El responsable por la comunicación de un producto no sólo tiene una gran responsabilidad social por los efectos que puede causar su mensaje en los distintos públicos, sino también una responsabilidad económica de vital importancia, vinculada a los efectos que ese mensaje puede tener en la construcción marcaria y la imagen de la empresa. ¿Cómo ve hoy en día está situación? ¿Es un desafío para los publicitarios comprender toda esta responsabilidad inherente a su actividad profesional?

Construir capital marcario es construir awareness, posicionamiento, imagen; es construir fundamentalmente reputación y esto es cada vez es más complejo, y excede ampliamente sus capacidades para brindar servicios y productos de calidad.

Tiene que ver con su rol social, con su lugar y aporte a la comunidad.

Las marcas fuertes y sanas representan cada vez más actitudes, formas de pensar y ver la vida; asumen posiciones, toman partido, son símbolos que nos reflejan, o no… Y de esta manera pueden construir pertenencia.

En épocas de redes sociales están mucho más expuestas, tienen mayores desafíos y también mayores oportunidades. Deben ocupar un lugar activo en la comunidad, no solo desde las acciones efectivas que puedan desarrollar sino desde los valores que promuevan.

"Nadie mejor que nosotros como comunicadores para auto-examinarnos de una forma no permisiva."

¿Cuáles son sus expectativas como integrante del Comité del CONARP?

Como nueva integrante del Conarp siento una gran responsabilidad, es difícil juzgar crítica y objetivamente el trabajo de colegas y el trabajo propio, y creo que nadie mejor que nosotros como comunicadores para auto-examinarnos de una forma no permisiva, más ácida que la acostumbrada, y este es un desafío interesante.

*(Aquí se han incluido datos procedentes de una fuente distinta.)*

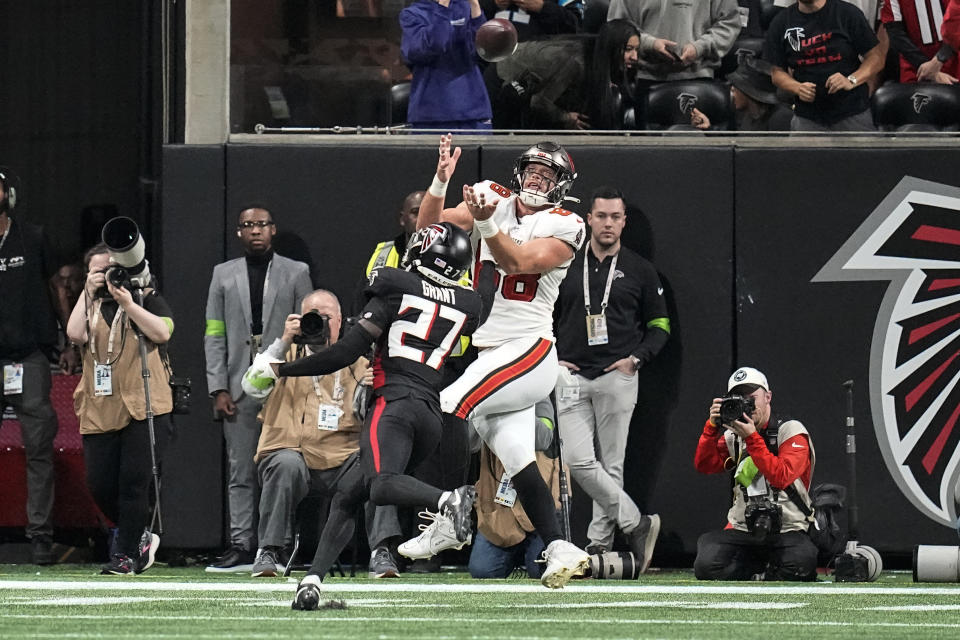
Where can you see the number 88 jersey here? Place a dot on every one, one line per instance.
(522, 303)
(422, 322)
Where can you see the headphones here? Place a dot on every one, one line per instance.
(10, 199)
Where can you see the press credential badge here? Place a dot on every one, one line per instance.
(12, 379)
(102, 380)
(506, 494)
(328, 418)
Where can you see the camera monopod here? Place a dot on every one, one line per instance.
(858, 562)
(145, 373)
(562, 475)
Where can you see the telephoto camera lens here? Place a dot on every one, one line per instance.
(614, 565)
(314, 329)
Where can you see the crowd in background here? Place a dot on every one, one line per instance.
(602, 67)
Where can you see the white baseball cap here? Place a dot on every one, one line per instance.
(747, 375)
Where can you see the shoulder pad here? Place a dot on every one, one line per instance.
(386, 280)
(560, 211)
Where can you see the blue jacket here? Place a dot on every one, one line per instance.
(438, 46)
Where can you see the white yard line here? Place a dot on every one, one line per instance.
(311, 618)
(135, 584)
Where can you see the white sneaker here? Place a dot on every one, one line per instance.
(436, 537)
(564, 561)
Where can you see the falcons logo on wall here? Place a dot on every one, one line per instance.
(912, 239)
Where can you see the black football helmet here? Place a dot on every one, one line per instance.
(552, 155)
(440, 252)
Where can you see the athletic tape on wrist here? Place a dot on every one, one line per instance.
(487, 228)
(438, 187)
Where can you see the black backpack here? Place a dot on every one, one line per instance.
(829, 532)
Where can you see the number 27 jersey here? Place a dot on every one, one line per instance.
(522, 303)
(422, 322)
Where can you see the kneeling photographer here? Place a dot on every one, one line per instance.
(117, 310)
(311, 432)
(772, 462)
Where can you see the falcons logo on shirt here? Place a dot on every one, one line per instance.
(794, 35)
(912, 239)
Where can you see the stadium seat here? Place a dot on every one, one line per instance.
(669, 104)
(916, 107)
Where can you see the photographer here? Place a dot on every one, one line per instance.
(111, 404)
(766, 533)
(311, 429)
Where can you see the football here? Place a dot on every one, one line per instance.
(496, 40)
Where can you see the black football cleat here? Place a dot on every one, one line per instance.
(308, 594)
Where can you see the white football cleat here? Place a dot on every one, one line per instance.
(436, 537)
(564, 561)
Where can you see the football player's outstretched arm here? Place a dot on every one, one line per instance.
(431, 208)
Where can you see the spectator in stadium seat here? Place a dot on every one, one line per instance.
(565, 83)
(110, 402)
(679, 42)
(815, 48)
(754, 98)
(923, 56)
(28, 336)
(447, 91)
(311, 429)
(772, 463)
(536, 19)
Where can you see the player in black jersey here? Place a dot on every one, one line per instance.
(416, 317)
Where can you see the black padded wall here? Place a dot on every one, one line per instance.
(794, 210)
(193, 242)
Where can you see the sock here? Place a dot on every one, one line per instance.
(537, 501)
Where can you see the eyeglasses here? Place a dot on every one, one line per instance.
(260, 224)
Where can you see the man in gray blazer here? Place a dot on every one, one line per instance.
(248, 303)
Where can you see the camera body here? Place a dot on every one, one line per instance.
(859, 563)
(314, 329)
(733, 406)
(763, 516)
(130, 269)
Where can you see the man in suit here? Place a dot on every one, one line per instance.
(248, 303)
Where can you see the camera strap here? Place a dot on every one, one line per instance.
(114, 327)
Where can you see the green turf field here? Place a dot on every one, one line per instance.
(71, 601)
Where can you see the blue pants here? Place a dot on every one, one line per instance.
(487, 560)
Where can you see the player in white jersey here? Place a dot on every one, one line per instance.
(526, 242)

En este caso ser juez y parte me parece muy oportuno. Escuchar y entender los reclamos, de la gente, de las asociaciones de consumidores, de las empresas, ponernos en el lugar del otro. Entendiendo que la buena publicidad, la publicidad que moviliza es en general la más disruptiva y que, en este sentido, a veces transgrede límites, entendiendo que transgresiones aportan positivamente y cuales restan. Se trata de sumar y para eso trabajamos.